Cryptochromes (CRY) are blue-light receptors that mediate various light responses in plants. The photoexcited CRY molecules undergo several biophysical and biochemical changes, including electron transfer, phosphorylation and ubiquitination, resulting in conformational changes to propagate light signals. The cryptochrome-interacting basic-helix-loop-helix 1 (CIB)-dependent CRY2 regulation of transcription is one of the modes of CRY signal transduction.

1.2 Corresbonding Parts

CRY2(BBa_K2980000): This part, submitted by team iGEM19_Tsinghua, gives a brief description that CRY2 is a blue light-stimulated photoreceptor and can interact with CIB1 under blue light stimulation. However, the in vitro functional validation of CRY2-CIB1 interaction is lacking.
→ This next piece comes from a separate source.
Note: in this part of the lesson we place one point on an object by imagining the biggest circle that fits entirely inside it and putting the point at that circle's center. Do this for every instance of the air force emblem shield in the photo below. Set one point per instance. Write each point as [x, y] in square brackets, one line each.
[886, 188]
CIB1(BBa_K2980002): This part, submitted in 2019 by team iGEM19_Tsinghua, gives a brief description that it can interact with CRY2 under blue light stimulation. The in vitro validation of CRY2-CIB1 interaction is lacking.

1.3 Experiment & Results

To characterize the interaction between CIB1 and CRY2, we inserted the CRY2-CIB1 pairs into a tetR-based system. CRY2 was linked to a tetR DNA binding domain, and the CIB1 was linked to a nuclear localized transcriptional activation domain VP64. Upon co-transfection of these plasmids with a tetO7 promoter driven SEAP reporter, we would be able to evaluate the binding affinity and light responsiveness of the CRY2-CIB1 pairs by measuring SEAP activity in the culture medium.
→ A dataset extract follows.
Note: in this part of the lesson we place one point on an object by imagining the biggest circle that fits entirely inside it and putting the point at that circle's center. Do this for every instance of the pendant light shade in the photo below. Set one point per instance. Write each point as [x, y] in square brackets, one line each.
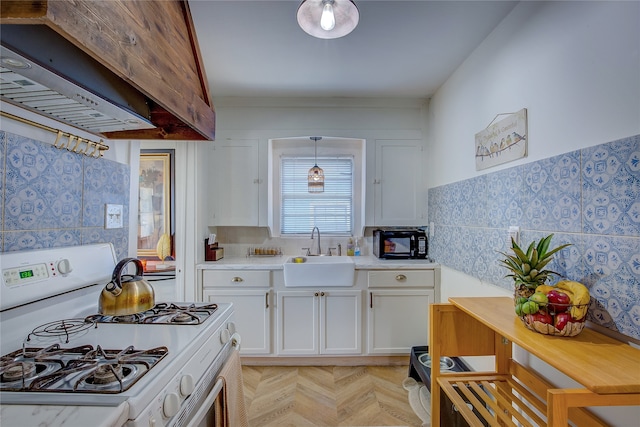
[328, 19]
[315, 178]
As we expected, HEK-293T cells were co-transfected with tetR-CRY2, CIB1-VP64 and tetO7-SEAP expressing plasmids showed significantly increased SEAP production upon 24h or 48 h of blue light illumination comparing to control cells transfected with the same plasmids placed in a dark incubator (p < 0.001, Fig.1). these results demonstrated that CIB1 can directly interact with CRY2 and therefore initiate SEAP transcription.
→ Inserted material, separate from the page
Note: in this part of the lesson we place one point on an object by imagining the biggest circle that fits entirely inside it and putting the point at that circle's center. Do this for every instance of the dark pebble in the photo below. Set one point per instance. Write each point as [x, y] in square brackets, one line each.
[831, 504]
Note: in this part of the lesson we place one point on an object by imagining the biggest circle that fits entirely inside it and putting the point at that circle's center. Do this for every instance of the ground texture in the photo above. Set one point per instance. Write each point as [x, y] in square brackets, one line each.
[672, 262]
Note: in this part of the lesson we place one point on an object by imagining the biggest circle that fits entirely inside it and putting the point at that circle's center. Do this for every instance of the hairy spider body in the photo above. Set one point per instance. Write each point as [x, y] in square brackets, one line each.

Figure 1. New data of those two parts we collected in this year's project: SEAP activity in the culture medium collect from cells transfected with tetR-Cry2, CIB1-VP64 and tetO7-SEAP expressing plasmids under either blue light illumination or dark condition.

Hardware
New Illumination System for Optogenetic Research

In this project, we intend to achieve blue light-mediated control of cell cycle, the CycleBlue system. Therefore a blue light illumination device which can manually adjust the light intensity and illumination time is needed. The device was built with 4 sets of blue light LEDs (6 LEDs each, 405nm, 1-3W) glued on an aluminum heatsink. The illumination device was covered by an acrylic light shield, with non-transparent surroundings and a clear top. Four standard cell culture plates could be placed on the top of the illumination device. Each LED sets were controlled independently with electromagnetic relays under control of a Raspberry Pi single-board computer. The Raspberry Pi was loaded with ubuntu system and a python-based control script, allowing us to control the on/off time of each set of LEDs conveniently (Fig.2).

For more information, please check it at our Hardware page.


Figure 2. Construction of blue light illumination system. (A) Schematic representation of the system design. (B) Pictures of the blue light illumination system installed in the incubator.